Think globally, but also about the girls within your own sphere of influence. How can you support and encourage them? What can you do to ensure their voices are heard? What steps can you take to remove social expectations that may hold them back from achieving their full potential? Is it possible that they already have the ideas, or at least the drive, to make change happen, but they just need a channel to get heard?
On Women’s Agenda today, we’ve shared a number of different pieces from girls and young women as part of a #girlstakeover.
First up, here are four girls sharing short pieces on what they feel passionate about.
Then Elizabeth Payne shares how we can support girls in achieving their leadership and activist ambitions.
Lauren Sandeman writes on never losing your desire to be a superhero, and the everyday actions we can all take.
We’ve also shared a state of girls around the world report, thanks to the youngest member of our key team of regular contributors, Lydia Jupp.
As well as this excellent opinion piece from Plan International Australia CEO Susanne Legena.
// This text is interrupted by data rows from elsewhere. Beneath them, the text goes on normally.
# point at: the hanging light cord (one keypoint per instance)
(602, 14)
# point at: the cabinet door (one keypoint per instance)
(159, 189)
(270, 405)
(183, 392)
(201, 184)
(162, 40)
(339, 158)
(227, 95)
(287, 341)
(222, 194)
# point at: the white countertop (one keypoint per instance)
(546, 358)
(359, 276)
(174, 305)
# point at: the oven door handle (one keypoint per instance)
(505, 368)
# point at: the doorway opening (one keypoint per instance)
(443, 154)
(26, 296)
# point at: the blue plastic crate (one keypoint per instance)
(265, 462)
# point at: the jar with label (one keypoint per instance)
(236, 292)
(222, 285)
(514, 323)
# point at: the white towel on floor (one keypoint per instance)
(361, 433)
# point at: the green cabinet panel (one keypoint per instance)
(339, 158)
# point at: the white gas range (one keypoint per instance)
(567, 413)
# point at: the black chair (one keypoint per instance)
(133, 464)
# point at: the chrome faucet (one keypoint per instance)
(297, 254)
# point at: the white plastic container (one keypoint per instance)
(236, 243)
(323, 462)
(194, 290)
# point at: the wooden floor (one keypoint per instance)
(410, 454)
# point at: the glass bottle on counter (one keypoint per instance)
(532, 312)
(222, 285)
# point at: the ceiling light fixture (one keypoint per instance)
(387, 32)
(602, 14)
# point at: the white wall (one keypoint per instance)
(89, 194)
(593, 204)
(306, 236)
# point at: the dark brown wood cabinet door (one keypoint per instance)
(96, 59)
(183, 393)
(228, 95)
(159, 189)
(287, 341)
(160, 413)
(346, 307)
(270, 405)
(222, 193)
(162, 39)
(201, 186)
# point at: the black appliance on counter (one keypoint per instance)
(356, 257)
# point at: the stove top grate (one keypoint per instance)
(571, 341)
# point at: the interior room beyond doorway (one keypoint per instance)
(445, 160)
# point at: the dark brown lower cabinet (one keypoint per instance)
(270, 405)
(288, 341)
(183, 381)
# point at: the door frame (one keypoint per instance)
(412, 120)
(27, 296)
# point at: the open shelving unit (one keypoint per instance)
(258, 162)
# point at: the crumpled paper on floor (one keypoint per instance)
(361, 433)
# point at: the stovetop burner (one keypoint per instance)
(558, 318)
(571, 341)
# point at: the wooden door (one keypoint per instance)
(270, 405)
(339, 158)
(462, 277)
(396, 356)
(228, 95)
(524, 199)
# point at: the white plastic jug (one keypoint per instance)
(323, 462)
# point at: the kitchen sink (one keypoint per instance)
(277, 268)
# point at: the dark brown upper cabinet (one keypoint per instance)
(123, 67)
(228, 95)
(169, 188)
She says action is the antidote to despair for this generation of girls.
Let’s do everything possible to inspire and empower girls to achieve the change they want this International Day of the Girl.
Picture above: Courtesy of Plan International Australia, featuring some of those involved in their report, She Has a Plan: the unique power of girls to lead change.
Below are some other interesting findings from Plan’s survey of almost 1500 girls and young women:
Who do you admire for their efforts to improve the lives of girls and women? (prompted)
1. Malala Yousafzai
2. Emma Watson
3. Greta Thunburg
4. Alexandra Ocasio-Cortez
5. Serena Williams
6. Ash Barty
7. Julia Gillard
8. Julie Bishop
9. Emma Gonzalez/Yassmin AbdelMagied (equal place)
10. Samantha Kerr
Who are the people best placed to build my confidence as a leader?*
1. Mother – 25%
2. Friend – 22%
3. Teacher – 14%
4. Father – 12%
5. Sibling – 8%
6. Sports coach – 4%
7. Psychologist or health professional – 4%
8. Someone else (specified)** – 4%
9. Male friends – 3%
10. Someone else (not specified) – 2%
11. Boss – 2%
*Note respondents were asked to pick their top three. **Someone else: influential celebrities, husband, God, partner, myself, my female peers.